Filter is item, like, or regex.

Other filters are operators index[] and loc[].

get() Method Retrieves required columns from a DataFrame using column names as key.
get_values() Method Retrieves all values (only) present in a DataFrame.
groupby() Method Returns all columns of a DataFrame, grouped as specified.
head() Method Returns the first n rows of a DataFrame.
join() Method Joins two different teradataml DataFrames together.
map_row() Method Applies a function to every row in a teradataml DataFrame and returns a teradataml DataFrame.
map_partition() Method Applies a function to a group or partition of rows in a teradataml DataFrame and returns a teradataml DataFrame.
merge() Method Merges two teradataml DataFrames together.
sample() Method Samples rows from a DataFrame, directly or based on conditions.
select() Method Returns only the selected columns of a DataFrame.
set_index() Method Assigns one or more existing columns as the new index to a DataFrame.
show_query() Method Returns underlying SQL for the teradataml DataFrame.
sort() Method Returns all columns of a DataFrame, sorted as specified.
sort_index() Method Returns sorted objects by labels (along an axis) in either ascending or descending order for a DataFrame.
squeeze() Method Squeezes one-dimensional axis objects into a scalar for DataFrames with a single element, or a Series object for a DataFrame with a single column.
tail() Method Returns the last n rows of the sorted DataFrame.

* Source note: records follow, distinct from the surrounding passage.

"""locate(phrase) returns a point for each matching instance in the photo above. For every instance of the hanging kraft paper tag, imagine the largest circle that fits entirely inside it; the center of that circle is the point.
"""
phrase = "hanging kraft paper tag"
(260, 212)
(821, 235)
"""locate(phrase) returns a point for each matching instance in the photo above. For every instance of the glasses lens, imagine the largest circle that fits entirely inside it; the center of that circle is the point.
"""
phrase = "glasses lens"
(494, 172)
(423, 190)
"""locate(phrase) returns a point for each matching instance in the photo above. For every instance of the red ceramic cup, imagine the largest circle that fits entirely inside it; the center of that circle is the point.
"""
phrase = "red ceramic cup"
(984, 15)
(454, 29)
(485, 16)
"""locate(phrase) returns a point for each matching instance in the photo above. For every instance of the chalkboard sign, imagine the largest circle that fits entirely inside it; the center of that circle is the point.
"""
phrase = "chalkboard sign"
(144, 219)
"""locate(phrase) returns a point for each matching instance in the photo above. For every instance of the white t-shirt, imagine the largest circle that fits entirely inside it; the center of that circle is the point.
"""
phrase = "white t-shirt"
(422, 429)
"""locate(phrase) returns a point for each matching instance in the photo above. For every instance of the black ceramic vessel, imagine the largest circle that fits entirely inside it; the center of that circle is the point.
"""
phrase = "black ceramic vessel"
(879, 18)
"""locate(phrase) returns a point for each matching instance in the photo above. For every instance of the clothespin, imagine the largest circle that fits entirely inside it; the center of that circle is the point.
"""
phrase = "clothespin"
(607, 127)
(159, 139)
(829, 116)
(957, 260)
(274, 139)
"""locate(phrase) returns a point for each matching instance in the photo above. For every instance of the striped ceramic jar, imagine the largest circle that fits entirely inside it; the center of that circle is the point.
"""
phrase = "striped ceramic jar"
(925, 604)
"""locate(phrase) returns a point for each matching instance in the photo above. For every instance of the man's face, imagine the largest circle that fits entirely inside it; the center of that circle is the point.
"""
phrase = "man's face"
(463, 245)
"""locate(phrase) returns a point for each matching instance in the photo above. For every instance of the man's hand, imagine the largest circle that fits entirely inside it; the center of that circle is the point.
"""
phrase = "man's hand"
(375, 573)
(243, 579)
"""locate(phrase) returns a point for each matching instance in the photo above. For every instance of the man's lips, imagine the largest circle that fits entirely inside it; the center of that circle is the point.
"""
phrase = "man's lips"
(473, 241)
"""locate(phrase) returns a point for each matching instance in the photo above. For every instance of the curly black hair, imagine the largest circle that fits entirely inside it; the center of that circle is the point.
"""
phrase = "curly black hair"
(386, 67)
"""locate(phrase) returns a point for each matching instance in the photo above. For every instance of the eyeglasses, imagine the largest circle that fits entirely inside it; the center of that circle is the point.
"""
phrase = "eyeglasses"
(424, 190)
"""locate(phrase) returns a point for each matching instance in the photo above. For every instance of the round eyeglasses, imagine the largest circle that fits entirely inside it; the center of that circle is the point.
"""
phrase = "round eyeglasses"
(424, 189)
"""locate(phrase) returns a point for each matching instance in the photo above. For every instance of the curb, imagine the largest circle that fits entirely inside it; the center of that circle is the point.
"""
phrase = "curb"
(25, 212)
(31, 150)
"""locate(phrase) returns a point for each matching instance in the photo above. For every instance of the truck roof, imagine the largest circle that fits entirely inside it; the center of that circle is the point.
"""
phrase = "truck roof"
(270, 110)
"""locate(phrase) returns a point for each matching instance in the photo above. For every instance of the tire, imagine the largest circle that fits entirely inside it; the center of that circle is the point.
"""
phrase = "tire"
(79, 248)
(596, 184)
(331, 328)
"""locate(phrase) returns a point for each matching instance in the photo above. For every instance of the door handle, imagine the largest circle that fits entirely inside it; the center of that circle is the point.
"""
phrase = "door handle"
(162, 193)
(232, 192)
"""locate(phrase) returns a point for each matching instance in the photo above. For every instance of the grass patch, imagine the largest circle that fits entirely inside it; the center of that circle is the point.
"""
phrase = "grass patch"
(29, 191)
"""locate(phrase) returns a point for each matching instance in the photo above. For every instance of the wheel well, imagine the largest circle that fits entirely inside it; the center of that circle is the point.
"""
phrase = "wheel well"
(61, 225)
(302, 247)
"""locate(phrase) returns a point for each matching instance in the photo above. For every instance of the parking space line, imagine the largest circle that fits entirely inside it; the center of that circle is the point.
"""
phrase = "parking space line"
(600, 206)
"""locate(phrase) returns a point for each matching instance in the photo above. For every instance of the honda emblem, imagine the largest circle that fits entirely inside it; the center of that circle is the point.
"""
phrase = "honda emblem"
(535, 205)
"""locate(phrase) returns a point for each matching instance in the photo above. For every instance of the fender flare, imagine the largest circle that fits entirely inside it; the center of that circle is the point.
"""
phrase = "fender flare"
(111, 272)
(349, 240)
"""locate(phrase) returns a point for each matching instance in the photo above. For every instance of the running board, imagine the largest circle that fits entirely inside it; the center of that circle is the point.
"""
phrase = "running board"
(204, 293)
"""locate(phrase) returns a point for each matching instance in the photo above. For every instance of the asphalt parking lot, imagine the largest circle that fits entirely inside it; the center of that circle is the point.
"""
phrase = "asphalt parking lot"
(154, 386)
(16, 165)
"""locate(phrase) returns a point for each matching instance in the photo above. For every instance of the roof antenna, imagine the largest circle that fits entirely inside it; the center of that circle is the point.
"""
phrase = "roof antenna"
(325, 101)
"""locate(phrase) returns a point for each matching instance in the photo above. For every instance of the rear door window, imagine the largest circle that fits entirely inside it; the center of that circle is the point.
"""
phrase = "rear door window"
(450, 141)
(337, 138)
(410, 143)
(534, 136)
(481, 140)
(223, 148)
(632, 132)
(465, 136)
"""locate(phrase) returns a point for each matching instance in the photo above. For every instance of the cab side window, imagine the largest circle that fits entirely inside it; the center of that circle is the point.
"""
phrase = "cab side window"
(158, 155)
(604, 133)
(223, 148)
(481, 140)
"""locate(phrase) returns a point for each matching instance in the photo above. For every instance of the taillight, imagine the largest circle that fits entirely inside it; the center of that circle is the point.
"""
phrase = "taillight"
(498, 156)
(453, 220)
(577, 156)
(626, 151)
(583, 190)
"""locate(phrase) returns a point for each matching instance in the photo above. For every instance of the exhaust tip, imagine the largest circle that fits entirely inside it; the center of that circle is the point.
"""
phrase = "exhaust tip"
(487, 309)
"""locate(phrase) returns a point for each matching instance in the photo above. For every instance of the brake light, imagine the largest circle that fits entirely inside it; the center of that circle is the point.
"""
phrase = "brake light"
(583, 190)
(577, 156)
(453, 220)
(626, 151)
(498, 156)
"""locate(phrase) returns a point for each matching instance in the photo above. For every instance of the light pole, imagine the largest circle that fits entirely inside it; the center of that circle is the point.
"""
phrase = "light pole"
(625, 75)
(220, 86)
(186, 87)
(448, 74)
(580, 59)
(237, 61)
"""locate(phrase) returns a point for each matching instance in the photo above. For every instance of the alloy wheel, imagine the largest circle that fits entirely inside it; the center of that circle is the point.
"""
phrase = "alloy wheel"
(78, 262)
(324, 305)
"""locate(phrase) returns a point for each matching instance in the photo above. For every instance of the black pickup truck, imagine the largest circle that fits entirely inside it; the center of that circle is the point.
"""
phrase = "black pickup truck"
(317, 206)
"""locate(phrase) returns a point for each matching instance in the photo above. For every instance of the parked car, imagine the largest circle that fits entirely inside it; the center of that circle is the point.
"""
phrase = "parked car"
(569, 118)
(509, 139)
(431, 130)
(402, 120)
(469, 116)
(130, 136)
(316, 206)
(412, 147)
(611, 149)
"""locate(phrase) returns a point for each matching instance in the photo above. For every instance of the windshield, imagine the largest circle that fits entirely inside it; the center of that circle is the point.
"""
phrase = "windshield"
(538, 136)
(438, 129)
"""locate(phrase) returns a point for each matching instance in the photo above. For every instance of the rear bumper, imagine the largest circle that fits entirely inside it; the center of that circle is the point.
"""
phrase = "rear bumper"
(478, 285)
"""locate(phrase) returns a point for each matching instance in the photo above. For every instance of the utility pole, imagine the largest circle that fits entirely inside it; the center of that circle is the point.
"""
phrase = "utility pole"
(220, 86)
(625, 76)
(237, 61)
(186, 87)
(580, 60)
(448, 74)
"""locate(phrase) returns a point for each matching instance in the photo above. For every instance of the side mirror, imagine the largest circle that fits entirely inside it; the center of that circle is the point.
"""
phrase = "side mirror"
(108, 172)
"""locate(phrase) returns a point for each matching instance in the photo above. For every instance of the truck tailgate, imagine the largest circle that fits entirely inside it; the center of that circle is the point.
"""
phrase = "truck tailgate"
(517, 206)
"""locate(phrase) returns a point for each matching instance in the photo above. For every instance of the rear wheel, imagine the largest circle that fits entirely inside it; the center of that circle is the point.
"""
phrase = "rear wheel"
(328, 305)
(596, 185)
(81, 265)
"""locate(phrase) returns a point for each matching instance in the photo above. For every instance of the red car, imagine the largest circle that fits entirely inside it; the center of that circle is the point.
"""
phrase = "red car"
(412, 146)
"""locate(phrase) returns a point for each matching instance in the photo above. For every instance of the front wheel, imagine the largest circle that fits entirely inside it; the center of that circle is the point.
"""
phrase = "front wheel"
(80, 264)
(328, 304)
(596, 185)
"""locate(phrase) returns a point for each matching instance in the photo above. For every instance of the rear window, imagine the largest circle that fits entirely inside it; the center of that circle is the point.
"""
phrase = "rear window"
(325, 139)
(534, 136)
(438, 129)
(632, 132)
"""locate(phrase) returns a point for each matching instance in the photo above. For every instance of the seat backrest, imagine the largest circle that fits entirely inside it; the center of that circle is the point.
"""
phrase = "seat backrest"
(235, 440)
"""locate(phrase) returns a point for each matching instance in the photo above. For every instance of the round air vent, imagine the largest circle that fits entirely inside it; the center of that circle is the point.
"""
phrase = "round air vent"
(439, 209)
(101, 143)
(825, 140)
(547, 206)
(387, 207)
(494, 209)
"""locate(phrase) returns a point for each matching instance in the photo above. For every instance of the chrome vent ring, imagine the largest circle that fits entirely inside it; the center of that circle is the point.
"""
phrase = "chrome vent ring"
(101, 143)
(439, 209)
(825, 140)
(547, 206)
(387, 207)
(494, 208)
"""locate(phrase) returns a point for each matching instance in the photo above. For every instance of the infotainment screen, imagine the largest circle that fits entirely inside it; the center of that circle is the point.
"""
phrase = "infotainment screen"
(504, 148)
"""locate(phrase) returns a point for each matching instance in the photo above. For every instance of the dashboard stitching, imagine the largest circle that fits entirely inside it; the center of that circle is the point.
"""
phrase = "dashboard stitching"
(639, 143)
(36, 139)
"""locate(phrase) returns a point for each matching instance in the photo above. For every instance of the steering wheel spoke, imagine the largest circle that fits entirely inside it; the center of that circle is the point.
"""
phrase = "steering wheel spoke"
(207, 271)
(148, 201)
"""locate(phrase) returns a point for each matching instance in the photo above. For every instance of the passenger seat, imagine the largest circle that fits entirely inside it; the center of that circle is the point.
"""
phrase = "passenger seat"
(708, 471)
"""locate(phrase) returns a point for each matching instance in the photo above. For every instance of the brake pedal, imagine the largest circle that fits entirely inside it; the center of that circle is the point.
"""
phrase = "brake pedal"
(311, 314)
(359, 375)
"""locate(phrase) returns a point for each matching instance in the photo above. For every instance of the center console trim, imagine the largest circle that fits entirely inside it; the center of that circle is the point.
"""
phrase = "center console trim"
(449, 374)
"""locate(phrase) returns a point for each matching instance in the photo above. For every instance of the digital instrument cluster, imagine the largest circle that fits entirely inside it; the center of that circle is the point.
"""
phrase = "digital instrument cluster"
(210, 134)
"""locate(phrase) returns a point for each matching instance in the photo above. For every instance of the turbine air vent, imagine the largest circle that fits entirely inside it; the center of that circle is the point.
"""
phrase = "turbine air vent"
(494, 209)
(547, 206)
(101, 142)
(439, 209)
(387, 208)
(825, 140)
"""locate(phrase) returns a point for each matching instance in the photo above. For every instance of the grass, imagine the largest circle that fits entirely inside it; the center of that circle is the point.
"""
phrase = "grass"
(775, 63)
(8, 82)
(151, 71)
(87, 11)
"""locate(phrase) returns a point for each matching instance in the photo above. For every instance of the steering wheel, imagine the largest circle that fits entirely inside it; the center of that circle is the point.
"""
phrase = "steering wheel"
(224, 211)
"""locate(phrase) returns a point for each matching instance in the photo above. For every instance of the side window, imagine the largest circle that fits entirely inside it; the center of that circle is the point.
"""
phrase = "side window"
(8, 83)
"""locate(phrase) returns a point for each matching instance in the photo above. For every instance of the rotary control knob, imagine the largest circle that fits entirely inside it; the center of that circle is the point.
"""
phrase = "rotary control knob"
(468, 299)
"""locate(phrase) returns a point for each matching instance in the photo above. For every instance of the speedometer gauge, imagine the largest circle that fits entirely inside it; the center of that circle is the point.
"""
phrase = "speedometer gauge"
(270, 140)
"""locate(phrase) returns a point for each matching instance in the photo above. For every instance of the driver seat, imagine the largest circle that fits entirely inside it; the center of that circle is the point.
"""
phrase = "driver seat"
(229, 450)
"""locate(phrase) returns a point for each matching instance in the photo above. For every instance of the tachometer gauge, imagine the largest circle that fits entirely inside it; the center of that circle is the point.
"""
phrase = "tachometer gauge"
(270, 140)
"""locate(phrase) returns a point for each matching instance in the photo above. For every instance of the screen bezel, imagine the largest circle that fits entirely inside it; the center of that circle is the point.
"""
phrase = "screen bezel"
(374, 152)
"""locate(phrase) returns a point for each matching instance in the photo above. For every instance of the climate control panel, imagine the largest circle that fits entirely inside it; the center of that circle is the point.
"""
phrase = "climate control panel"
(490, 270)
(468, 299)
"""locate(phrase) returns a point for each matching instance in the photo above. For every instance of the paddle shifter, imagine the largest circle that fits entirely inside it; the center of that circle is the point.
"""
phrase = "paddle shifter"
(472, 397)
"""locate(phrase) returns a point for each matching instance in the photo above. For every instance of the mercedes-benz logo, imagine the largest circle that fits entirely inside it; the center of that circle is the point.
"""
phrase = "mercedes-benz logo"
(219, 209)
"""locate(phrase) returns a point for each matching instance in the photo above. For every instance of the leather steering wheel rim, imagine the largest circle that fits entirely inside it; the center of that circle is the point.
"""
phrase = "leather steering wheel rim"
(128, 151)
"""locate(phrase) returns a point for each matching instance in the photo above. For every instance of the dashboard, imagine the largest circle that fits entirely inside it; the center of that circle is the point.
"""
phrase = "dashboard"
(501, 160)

For a list of regular aggregate functions supported by DataFrame, see Regular Aggregate Functions Supported by DataFrame.

For a list of time series aggregate functions, see Time Series Aggregate Functions.

The describe() and get_values() methods do not return a teradataml DataFrame.
The groupby() method returns instance of teradataml DataFrameGroupBy, which is inherited from teradataml DataFrame.
The groupby_time() and resample() methods return instance of teradataml DataFrameGroupByTime, which is inherited from teradataml DataFrame.

Operators

A DataFrame operator has the basic syntax as follows:
  • DataFrame.loc[arguments]
  • DataFrame.iloc[arguments]
  • DataFrame[arguments]

All operators are filters. Another filter is the filter() method.

DataFrame Operator Description
index[] Operator Returns only the filtered rows of a DataFrame.

Filter uses logical expressions composed of DataFrame columns and Python literals.

loc[] Operator Returns new DataFrame that has only the filtered columns and rows of a DataFrame accessed by labels.
iloc[] Operator Returns new DataFrame that has only the filtered columns and rows of a DataFrame accessed by integer values.